見えてきたスマートグリッドの現実

「電力大改革時代」に必要なスマートグリッドの「プランB」 ~欧州におけるスマートグリッドの「プランB」の展開(1)~

「電力大改革時代」の到来と「プランB」の必要性

日本では、東日本大震災・福島第一原発事故後の新しいエネルギー需給状況を踏まえ、電力の自由化(小売事業解禁も含めた小売自由化範囲の拡大、柔軟な料金メニューによる需要家のピークカット誘引の強化、電力卸売市場の整備、コジェネ推進などの自家発の電力事業参入促進、系統接続ルールや運用ルールの見直しなど)、10電力体制と称される地域独占制の見直し、「発送電分離」の検討を含めた電力市場の改革、電力再編などを含めたエネルギー構造改革が行われることになっています。日本の電力システム始まって以来の大改革であり、総合エネルギー調査会の「電力システム改革専門委員会」(委員長、東京大学大学院の伊藤元重教授)において2012年夏までに報告書が取りまとめられ、13年の通常国会に電気事業法などの改正案が提出されようとしています。また、12年夏には、新しいエネルギー基本計画、温暖化効果ガスの排出目標、原子力政策大綱が決定されることになっています。
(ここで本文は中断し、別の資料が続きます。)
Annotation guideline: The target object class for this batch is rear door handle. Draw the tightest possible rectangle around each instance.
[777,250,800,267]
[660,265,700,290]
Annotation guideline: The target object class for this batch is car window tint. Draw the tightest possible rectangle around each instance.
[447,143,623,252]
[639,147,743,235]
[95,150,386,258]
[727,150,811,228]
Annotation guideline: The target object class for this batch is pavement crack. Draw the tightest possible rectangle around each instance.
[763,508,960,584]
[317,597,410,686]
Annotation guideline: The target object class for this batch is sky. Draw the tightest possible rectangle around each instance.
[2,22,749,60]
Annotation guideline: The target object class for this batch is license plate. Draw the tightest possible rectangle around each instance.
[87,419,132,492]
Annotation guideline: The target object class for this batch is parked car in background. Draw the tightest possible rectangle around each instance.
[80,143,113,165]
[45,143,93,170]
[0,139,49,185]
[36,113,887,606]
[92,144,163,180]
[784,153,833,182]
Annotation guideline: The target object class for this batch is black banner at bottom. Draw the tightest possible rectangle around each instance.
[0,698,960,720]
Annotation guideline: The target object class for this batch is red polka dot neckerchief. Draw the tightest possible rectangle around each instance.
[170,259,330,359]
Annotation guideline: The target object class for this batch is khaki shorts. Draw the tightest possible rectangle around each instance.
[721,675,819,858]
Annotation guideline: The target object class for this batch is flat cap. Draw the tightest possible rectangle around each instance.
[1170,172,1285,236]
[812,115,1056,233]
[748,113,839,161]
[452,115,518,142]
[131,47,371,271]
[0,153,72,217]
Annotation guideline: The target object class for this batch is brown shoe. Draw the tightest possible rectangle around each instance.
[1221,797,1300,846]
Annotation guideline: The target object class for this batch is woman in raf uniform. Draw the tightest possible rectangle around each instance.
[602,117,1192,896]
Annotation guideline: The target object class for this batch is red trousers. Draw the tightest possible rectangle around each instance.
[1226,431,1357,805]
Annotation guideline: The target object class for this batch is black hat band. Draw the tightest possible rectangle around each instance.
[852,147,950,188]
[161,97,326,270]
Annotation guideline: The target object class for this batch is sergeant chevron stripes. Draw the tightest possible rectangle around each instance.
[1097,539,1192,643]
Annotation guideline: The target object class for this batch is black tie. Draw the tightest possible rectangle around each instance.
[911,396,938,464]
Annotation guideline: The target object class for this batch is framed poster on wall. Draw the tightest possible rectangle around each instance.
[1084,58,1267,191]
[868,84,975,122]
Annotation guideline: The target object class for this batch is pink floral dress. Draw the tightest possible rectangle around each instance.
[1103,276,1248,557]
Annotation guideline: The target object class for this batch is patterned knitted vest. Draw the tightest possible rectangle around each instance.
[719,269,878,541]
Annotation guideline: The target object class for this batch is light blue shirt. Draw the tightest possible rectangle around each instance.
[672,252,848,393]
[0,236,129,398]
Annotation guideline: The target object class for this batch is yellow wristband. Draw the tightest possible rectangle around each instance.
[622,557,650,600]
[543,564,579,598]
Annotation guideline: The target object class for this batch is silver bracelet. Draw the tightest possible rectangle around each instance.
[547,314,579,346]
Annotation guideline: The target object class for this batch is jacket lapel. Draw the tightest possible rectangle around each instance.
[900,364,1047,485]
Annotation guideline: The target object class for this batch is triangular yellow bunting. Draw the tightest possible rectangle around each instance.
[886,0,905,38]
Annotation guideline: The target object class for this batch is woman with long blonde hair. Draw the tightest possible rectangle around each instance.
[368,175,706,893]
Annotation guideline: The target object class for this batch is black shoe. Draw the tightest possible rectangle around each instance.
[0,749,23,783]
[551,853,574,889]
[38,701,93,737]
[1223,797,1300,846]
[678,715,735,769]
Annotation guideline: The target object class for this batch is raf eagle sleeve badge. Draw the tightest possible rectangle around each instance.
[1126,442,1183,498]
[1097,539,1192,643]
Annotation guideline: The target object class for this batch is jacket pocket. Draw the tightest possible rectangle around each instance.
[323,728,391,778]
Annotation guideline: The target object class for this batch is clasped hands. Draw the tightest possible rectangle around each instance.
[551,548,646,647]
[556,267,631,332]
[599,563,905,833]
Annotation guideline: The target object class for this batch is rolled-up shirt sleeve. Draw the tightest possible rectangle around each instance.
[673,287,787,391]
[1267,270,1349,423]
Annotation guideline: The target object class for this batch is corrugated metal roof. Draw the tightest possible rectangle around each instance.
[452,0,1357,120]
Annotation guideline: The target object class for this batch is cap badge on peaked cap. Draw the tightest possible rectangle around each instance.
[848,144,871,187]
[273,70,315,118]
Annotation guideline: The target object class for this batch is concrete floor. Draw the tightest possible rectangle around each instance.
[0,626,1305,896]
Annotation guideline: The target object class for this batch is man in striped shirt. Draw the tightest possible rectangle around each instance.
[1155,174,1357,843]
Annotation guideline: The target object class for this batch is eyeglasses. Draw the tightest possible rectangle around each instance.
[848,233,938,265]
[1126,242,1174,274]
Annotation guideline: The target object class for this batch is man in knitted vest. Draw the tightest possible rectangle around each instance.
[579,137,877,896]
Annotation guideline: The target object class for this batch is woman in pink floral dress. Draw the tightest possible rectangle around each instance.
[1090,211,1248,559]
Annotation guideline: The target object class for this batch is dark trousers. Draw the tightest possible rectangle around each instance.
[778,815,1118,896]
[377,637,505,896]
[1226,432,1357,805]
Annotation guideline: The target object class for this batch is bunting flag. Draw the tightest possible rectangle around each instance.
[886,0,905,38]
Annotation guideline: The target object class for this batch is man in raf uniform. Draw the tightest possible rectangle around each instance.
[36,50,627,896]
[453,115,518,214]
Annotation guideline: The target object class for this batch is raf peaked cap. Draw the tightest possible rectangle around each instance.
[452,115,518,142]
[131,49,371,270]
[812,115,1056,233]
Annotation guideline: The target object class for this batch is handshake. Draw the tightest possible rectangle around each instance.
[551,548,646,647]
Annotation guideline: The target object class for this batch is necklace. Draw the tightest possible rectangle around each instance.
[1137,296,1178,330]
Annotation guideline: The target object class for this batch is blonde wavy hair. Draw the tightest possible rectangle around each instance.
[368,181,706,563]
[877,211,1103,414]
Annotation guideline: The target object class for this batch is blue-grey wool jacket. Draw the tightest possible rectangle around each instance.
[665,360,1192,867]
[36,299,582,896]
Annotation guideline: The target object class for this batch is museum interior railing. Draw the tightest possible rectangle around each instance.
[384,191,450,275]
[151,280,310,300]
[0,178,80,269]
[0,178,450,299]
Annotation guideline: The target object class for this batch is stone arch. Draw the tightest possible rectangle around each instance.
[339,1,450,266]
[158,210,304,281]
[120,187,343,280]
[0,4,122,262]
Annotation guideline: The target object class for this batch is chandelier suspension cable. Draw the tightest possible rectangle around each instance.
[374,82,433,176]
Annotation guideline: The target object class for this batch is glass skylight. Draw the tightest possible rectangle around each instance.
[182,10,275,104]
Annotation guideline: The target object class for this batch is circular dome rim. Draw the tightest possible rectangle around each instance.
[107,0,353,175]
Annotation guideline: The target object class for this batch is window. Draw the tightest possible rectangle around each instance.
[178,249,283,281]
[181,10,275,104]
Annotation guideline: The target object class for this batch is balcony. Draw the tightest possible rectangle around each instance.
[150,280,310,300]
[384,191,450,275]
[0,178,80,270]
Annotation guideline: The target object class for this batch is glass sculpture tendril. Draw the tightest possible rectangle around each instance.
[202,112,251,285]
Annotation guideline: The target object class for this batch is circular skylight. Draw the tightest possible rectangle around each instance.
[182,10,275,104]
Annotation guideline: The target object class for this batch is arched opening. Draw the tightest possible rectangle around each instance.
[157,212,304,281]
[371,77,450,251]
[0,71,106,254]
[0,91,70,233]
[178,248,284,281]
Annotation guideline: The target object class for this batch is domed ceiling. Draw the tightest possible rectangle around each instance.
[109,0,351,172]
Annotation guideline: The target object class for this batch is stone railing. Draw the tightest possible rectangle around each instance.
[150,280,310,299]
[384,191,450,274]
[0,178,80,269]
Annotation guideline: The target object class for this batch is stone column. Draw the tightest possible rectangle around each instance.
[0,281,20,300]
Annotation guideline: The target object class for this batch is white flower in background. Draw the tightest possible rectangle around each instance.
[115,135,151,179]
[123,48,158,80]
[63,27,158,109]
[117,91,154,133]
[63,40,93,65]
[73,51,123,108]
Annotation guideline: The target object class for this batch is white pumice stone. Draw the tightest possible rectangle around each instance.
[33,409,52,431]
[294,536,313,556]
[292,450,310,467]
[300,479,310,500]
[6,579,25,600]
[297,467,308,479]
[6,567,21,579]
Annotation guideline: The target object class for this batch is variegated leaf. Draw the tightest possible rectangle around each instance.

まさに「電力大改革時代」の幕が開いたと言えますが、電力システムの大改革は電力産業だけにとどまらず、ガス、石油などのエネルギー関連産業はもとより、情報通信通信産業、自動車産業、家電産業などにも大きなインパクトを及ぼすものです。主要電力11社の売上高の合計だけで16兆3000億円(2010年3月末)、ガス、石油などのエネルギー産業、情報通信、自動車、家電などの関連産業の市場を含めると、数十兆円に達するという市場規模を考えただけでも、日本経済に多大なインパクトを与えるものであることがわかります。